Association football club in Alphen aan de Rijn, Netherlands

Alphense Boys is a football club based in Alphen aan de Rijn, South Holland, Netherlands. Currently members of the Eerste Klasse, the sixth tier of the Dutch football league system, the club was established in 1930. The club is known for playing major teams in practice games and for its "passionate" supporters, who initiated major brawls over the years.

==History==
===1930s–1970s: Vierde Klasse and minor leagues===
Alphense Boys was founded on 1 juni 1930. Initially it played in regional leagues.

It joined KNVB's Vierde Klasse in 1946. In 1949, a major fight erupted at its grounds after two players were removed from the field and it had lost 1–4 against VV Hillegom. Supporters fought among themselves, a referee was attacked and a policeman was hit unconscious with a rock. The stone throwing supporter was arrested and Alphen found itself playing back in minor leagues.
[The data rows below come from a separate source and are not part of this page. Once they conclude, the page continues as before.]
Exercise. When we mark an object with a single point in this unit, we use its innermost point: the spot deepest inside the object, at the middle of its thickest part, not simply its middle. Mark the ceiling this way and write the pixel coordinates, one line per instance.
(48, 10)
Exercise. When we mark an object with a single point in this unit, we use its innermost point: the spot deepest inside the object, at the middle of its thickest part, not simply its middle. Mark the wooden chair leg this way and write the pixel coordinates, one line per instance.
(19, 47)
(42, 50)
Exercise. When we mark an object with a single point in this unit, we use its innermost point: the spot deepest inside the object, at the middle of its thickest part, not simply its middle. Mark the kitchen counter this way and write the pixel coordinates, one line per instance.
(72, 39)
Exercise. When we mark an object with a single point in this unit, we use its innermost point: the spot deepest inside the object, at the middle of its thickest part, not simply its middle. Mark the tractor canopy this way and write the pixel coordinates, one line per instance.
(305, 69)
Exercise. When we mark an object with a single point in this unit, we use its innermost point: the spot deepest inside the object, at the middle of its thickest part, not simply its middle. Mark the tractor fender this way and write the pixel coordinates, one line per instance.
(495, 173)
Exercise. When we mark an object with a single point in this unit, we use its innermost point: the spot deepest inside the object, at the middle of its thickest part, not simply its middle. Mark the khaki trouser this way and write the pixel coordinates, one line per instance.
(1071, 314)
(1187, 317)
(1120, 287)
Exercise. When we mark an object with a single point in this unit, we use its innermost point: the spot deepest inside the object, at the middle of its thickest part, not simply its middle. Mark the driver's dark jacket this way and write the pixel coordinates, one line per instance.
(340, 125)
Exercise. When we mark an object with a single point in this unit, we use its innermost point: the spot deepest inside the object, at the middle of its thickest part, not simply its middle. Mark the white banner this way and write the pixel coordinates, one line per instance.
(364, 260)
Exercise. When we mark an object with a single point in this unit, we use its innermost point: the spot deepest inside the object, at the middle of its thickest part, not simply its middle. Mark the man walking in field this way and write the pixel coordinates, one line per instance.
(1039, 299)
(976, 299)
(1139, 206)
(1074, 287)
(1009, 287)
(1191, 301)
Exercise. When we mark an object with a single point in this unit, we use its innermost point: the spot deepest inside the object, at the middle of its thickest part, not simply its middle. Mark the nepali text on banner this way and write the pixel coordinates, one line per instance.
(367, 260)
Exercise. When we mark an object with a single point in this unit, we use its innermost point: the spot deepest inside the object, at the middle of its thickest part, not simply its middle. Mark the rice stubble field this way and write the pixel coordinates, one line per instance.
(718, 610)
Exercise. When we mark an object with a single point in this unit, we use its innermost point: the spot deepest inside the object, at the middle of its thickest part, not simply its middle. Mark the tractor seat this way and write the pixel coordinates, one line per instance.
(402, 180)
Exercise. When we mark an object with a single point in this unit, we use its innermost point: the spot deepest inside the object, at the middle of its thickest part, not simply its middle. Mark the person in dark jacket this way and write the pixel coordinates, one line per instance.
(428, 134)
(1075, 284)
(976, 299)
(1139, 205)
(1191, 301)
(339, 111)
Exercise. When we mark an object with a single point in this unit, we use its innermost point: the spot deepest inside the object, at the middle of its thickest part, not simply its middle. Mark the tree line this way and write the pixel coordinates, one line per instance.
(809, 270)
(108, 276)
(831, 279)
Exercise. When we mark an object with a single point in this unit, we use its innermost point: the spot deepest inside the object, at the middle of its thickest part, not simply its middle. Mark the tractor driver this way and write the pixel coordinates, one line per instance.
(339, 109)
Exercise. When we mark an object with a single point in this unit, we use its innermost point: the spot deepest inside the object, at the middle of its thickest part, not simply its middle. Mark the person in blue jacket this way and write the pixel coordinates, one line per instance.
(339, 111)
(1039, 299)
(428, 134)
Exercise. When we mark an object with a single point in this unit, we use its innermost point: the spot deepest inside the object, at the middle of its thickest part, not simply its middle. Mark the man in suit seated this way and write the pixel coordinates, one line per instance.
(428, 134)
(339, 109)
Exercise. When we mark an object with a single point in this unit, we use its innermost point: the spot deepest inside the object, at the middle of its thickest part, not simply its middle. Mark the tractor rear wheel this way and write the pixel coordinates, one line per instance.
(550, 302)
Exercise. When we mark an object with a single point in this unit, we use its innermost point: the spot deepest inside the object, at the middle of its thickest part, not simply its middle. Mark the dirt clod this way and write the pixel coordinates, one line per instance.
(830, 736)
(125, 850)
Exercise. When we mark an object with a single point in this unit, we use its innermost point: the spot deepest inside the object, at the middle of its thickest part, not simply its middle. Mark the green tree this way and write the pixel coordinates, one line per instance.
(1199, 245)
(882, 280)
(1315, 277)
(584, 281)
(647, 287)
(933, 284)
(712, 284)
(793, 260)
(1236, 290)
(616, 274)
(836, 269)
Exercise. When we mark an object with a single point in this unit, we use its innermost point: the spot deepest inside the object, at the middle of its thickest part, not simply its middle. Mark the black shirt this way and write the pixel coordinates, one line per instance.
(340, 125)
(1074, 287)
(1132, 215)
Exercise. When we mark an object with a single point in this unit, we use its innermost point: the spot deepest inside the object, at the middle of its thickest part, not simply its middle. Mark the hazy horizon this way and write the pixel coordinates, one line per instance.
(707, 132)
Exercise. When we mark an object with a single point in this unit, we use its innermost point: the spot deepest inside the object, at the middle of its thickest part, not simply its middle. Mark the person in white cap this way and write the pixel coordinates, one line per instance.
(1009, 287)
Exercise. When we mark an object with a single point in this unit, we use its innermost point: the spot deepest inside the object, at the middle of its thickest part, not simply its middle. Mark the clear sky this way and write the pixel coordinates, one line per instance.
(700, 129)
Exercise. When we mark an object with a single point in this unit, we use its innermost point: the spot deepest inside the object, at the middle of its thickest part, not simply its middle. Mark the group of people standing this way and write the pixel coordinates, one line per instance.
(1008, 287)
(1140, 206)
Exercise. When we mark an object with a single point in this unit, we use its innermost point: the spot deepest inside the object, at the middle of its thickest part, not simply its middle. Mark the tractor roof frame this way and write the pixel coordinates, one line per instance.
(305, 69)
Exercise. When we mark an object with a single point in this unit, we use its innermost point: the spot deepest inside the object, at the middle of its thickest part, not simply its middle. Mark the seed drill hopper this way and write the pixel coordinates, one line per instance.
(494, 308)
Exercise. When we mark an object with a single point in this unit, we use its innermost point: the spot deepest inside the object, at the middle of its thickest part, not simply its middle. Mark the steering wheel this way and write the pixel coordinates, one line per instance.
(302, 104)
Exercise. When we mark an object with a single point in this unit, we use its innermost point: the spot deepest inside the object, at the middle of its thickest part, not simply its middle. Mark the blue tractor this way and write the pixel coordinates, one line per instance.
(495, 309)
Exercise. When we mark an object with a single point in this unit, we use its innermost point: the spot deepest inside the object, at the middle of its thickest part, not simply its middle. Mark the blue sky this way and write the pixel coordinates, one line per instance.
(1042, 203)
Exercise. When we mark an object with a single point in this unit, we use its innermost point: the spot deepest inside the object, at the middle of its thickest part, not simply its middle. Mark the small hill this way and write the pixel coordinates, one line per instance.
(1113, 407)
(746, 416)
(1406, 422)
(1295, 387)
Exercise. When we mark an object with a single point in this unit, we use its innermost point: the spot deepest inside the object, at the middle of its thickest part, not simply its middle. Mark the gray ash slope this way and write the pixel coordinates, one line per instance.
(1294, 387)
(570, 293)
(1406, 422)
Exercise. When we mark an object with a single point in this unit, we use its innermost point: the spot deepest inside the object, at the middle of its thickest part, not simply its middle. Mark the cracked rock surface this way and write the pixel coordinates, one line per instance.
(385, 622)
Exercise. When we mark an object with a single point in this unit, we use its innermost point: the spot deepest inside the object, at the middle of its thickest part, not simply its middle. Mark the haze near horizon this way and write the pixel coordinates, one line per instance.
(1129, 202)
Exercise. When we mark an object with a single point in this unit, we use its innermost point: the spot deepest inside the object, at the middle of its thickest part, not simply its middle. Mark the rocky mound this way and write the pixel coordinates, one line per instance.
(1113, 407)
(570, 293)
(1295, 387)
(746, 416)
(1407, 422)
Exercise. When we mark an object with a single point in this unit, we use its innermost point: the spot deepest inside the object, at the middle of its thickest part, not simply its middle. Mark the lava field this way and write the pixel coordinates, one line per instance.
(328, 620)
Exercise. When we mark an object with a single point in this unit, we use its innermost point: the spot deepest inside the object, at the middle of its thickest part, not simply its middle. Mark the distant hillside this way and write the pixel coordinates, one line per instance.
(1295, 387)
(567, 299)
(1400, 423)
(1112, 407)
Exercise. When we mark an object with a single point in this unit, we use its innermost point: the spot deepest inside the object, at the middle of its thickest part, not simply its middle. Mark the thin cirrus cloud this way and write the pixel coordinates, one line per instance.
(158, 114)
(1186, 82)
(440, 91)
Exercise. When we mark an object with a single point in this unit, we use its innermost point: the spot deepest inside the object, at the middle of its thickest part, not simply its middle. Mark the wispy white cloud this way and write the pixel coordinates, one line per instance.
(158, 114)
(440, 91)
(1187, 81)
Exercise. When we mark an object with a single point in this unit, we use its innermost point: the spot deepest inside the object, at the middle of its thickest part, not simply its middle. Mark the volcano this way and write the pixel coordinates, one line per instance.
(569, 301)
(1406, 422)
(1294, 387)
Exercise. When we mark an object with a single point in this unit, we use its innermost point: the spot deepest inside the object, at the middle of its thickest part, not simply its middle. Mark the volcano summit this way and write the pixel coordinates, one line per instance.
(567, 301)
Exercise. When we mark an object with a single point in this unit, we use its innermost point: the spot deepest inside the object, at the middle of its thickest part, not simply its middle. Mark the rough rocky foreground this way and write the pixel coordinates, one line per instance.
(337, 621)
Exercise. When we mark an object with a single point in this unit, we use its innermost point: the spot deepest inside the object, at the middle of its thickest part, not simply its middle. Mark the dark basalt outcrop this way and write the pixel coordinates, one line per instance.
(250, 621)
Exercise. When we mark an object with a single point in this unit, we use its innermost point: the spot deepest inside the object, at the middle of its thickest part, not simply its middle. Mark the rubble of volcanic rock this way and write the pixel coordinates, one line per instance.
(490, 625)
In 1967, the Boys played in the Second Regional Division of KNVB Leiden.

In 1977, Alphen rejoined KNVB's Vierde Klasse. First season, in 1978 it already ended second. In 1979 it promoted to the Derde Klasse after its first section championship.

=== 1980s: From Derde to Eerste Klasse ===
Also in the Derde Klasse, Alphen excelled. It immediately finished 5th in 1980. In 1981, it ended 4th. Only 3 years after promoting, in 1982, it won the Derde Klasse section championship and promoted to the Tweede Klasse.

In the Tweede Klasse, Alphen continued to succeed, although here it took somewhat longer to become champion and promote. In 1983, it ended 5th, in 1984 3rd, in 1985 6th, in 1986 5th, and in 1987 4th. In 1988, it took the section championship and reached the Eerste Klasse for the very first time.

Success was not over. In its first season in the Eerste Klasse, Alphen ended 2nd.

===1990s–2000s: To Hoofdklasse and back to the Tweede===
In 1990 Alphense Boys finished the season in 3rd position. In 1991 it already won the section championship and promoted for the very first time to the Hoofdklasse. In 1992 it ended its first Hoofdklasse season in a promising 6th position. In 1993 it already reached 3rd place. In the 1993–1994 season, Alphen's luck changed, ending the season in a disappointing 10th position. In 1995 it ended 14th and relegated. Back in the Eerste Klasse, it didn't do well either, finishing 8th in 1996 and 10th in 1997. That year it relegated to the Tweede Klasse.

The second term in the Tweede Klasse was Alphen's most stable period to date. It finished 8th in 2001, 7th in 1998, 1999, and 2007, 5th in 2002, 2004, 2005, and 2007, 4th in 2000, and 2nd in 2003. In 2000 Alphense Boys lost 0−12 to the Glasgow Rangers in a friendly game at the Boys grounds. In 2009 Alphen won the 1st place and found itself once again in Eerste Klasse.

===2010s: Eerste Klasse and Hoofdklasse===
In 2011 Alphen lost 0−1 to VV Montfoort in a game for the Dutch national cup.

In 2013 the KNVB relegated Alphense Boys to the Eerste Klasse after a massive fight on the football field, immediately after the playoff match against Haaglandia in which Alphen lost its chance for promotion to the Topklasse. The club cancelled the membership of five section one players following the events. Six supporters of Alphen were sent to jail.

In the 2023–24 season, Alphense Boys suffered relegation from the Vierde Divisie to the Eerste Klasse.